Classical machine learning models for time series classification (TSC) [
12] typically rely on large labeled datasets, which are often costly to acquire. Semi-supervised learning (SSL) mitigates this by leveraging abundant unlabeled data to learn representations that capture shared structures and reduce dependence on scarce labeled data [
13]. In practice, however, fraud datasets are constrained not only by the lack of labels but also by a shortage of unlabeled samples, in addition to severe class imbalance. Consequently, data augmentation has become an essential component of regularization-based SSL and classification tasks [
6]. Inspired by successes in computer vision and natural language processing [
14], we extend generative SSL techniques to sequential financial data. As common augmentation methods, such as rotation and cropping, may disrupt temporal dependencies, we employ generative models for data augmentation.
Another key challenge in fraud detection is evaluation. Global measures such as ROC AUC or PR-AUC provide useful overall summaries, but they do not reflect operational constraints, where only a very small fraction of transactions can be manually reviewed. To address this, we introduce a dual evaluation framework combining standard global metrics with domain-specific head metrics. In particular, we evaluate based on Precision@K, Recall@K, and a cost-sensitive Expected Cost@K measure that incorporates the monetary impact of missed frauds and false alerts within the top K% of alerts ranked by fraud predictions. This enables comparison not only in terms of statistical performance but also in terms of real-world business impact.
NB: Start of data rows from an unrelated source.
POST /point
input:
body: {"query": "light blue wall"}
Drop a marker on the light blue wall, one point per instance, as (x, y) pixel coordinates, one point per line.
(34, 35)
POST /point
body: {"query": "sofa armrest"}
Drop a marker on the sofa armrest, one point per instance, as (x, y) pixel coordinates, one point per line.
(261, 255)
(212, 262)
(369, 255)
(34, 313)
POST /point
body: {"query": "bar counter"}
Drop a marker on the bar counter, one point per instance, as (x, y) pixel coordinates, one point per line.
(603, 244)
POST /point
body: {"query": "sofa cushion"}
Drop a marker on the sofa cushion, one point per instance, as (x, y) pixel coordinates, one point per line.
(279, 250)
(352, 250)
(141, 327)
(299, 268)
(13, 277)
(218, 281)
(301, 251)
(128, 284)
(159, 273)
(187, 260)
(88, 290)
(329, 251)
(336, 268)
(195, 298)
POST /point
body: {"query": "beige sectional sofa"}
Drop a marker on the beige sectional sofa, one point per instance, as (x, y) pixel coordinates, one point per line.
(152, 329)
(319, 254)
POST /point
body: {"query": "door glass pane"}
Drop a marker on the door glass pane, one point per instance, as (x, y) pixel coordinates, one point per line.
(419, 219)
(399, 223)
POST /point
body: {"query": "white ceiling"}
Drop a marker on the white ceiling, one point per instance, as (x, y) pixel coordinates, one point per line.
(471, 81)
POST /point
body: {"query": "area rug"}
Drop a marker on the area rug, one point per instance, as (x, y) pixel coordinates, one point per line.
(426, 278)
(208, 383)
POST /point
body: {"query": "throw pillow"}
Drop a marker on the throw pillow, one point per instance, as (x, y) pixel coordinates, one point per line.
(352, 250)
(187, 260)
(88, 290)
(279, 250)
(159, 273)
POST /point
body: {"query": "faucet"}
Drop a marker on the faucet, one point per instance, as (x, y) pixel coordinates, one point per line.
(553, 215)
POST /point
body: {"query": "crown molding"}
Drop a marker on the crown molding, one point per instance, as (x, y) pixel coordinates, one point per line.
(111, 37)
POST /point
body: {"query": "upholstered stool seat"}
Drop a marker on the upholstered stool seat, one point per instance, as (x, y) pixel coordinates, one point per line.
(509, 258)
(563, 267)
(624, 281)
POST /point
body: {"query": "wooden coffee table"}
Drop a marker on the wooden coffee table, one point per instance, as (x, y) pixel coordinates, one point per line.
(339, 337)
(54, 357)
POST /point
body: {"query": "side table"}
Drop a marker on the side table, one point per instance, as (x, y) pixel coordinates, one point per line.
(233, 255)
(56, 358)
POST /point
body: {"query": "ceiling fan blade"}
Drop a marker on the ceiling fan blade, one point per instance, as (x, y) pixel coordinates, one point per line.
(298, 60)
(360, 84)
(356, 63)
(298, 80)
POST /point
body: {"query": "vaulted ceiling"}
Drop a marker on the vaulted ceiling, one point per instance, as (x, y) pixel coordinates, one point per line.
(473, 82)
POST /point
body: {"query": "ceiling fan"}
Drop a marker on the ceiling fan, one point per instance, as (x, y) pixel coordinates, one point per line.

Further, to quantify uncertainty in predictions, a vital aspect in high-risk areas such as fraud detection, we propose using Bayesian inference. In a Bayesian setting, a distribution is placed over network weights, resulting in a predictive distribution rather than point estimates. This allows fraud likelihood prediction while enabling uncertainty quantification. Such uncertainty is particularly valuable, as point estimates may appear highly confident, yet the underlying distribution can reveal substantial variance. By modeling this uncertainty, our approach provides calibrated confidence information and increases robustness in the top ranking of fraud predictions.
In this paper, we integrate recent advances in generative semi-supervised learning from computer vision to developments in credit card fraud detection. Specifically, we extend GAN-based SSL from the image domain to sequential transaction data. Our main contributions are as follows:
We propose a composite loss that integrates supervised risk with a Wasserstein-based IPM in the log-signature space, designed to unify input dimensions, effectively capture temporal dependencies in transaction sequences, and minimize discrepancies between generated and real unlabeled samples, while maximizing classification accuracy on labeled data.
We introduce a conditional generator to produce tailored augmentations by controlling categorical feature combinations (e.g., customer age or risk group), ensuring realistic and context-aware synthetic samples.
We enhance generalization and robustness by integrating Bayesian inference over network weights, thereby providing predictive distributions and principled uncertainty estimates for fraud detection.
We provide a comprehensive dual evaluation framework combining statistical and domain-specific, cost-sensitive metrics, ensuring practically relevant performance assessment.
Our approach is validated on the BankSim dataset [
15] under varying proportions of labeled data. As access to real-world financial data is extremely restricted, due to privacy and regulatory concerns, many studies rely on simulated data. In particular, BankSim is an agent-based simulator designed to mimic real banking behavior and has become a widely adopted benchmark in this domain. Results demonstrate improvements over benchmark models in terms of both global and domain-specific head metrics, while providing distributional outputs and uncertainty measures.
The remainder of this paper is organized as follows:
Section 2 reviews related literature on SSL and path signatures for time series modeling.
Section 3 briefly recaps necessary background on GANs, Bayesian neural networks and log-signature.
Section 4 introduces the proposed network architecture, loss functions and training procedure for our approach.
Section 5 describes the BankSim dataset, outlines the evaluation process and presents the numerical results.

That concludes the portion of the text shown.